Since you're implementing a license scheme for a program designed for corporate use, you can go even simpler and just keep some kind of id and expiration date along with a simple signature on the client and refuse to start if the license expired or signature failed. It's not that hard to break it, but no licensing scheme is and if you consider your customers honest, this will be more than enough.
It's not completely clear from your question how your scheme works. Does every instance of the client software have a different key? How long does the license last? Do you have a different key per customer? How is the license paid for? How is a license renewed?
If you are trying to control numbers of usages of the client code then only the first one above will do it.
At the end of the day, in the world you appear to inhabit, I suspect that you are going to have to live in trust that there are no blatant infringements of your license. Most decent sized organisations (which it sounds like your customers would be) have a responsibility not to infringe which can lead them to serious consequences if they break the license agreements.

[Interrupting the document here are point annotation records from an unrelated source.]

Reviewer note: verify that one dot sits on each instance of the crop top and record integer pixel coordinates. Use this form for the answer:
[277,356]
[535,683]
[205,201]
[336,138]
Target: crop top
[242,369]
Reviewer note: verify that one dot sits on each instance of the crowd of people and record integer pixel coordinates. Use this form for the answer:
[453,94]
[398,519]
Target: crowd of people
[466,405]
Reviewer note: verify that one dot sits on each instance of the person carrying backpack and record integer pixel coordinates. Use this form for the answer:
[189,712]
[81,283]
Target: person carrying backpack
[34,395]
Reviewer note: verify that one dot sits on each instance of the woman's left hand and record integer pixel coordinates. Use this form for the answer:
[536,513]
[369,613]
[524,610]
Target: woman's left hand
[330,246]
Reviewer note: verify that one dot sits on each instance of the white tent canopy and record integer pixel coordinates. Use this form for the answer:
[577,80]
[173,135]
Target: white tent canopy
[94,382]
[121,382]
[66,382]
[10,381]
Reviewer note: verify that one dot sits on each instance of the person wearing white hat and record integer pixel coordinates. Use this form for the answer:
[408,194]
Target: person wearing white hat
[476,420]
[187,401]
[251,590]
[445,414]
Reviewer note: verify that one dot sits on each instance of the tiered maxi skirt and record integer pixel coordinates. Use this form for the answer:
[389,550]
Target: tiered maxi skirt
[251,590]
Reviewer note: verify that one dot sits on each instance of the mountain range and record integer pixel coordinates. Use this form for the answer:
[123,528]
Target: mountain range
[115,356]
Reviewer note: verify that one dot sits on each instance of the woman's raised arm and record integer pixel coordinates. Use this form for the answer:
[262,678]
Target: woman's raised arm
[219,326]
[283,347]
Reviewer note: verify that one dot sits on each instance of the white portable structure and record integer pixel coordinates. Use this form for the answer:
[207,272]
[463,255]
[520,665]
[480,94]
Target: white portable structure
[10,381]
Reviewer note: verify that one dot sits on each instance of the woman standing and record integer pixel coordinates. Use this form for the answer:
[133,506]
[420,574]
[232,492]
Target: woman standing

They will be audited on it periodically too and you probably have some statutory rights to go and check their usage (if not you should write it into your license agreement).
Where it becomes very dangerous for you is if the contents of the USB keys find their way onto the web. In that regard any scheme which uses a published key is vulnerable to a wilful disclosure of the secrets.
I'm certain there is a lot of literature on this subject, so it is probably worth you continuing your research.
BTW I'm not sure about your reference to SLAs in the middle part about your server licensing. Licensing and SLAs are very different. A license is the clients obligation an SLA is yours.
if you give them the private key, what is to prevent them from creating more signed XML files instead of buying additional licenses from you? or is it a site-license? if the latter, what is to prevent them from creating licenses for other people/sites?
in general, development licensing schemes tie the license to a particular machine using the MAC address and/or hard drive serial number, or sometimes just with an activation key (which is usually just a hash of the hardware info)
and typically the encoding is done with a private key that you keep secret, and the license is verified with a public key; the client never has the private key, otherwise they can - if so inclined - generate their own licenses
I agree with Steven A. Lowe (I don't have 15 reputation, so I couldn't vote him up).
This also seems too complicated. Do you want it to be unbreakable? you can't. Any sufficiently motivated guru would find a way around it.
Sometimes a simple licensing scheme works best:
I suggest a simple encrypted file that the admin puts somewhere the client can access - it would contain the client name and expiry date. You use the client name from the file in all printed reports (that's what most PHBs care About, that way they would not use the license that prints somebody else's name).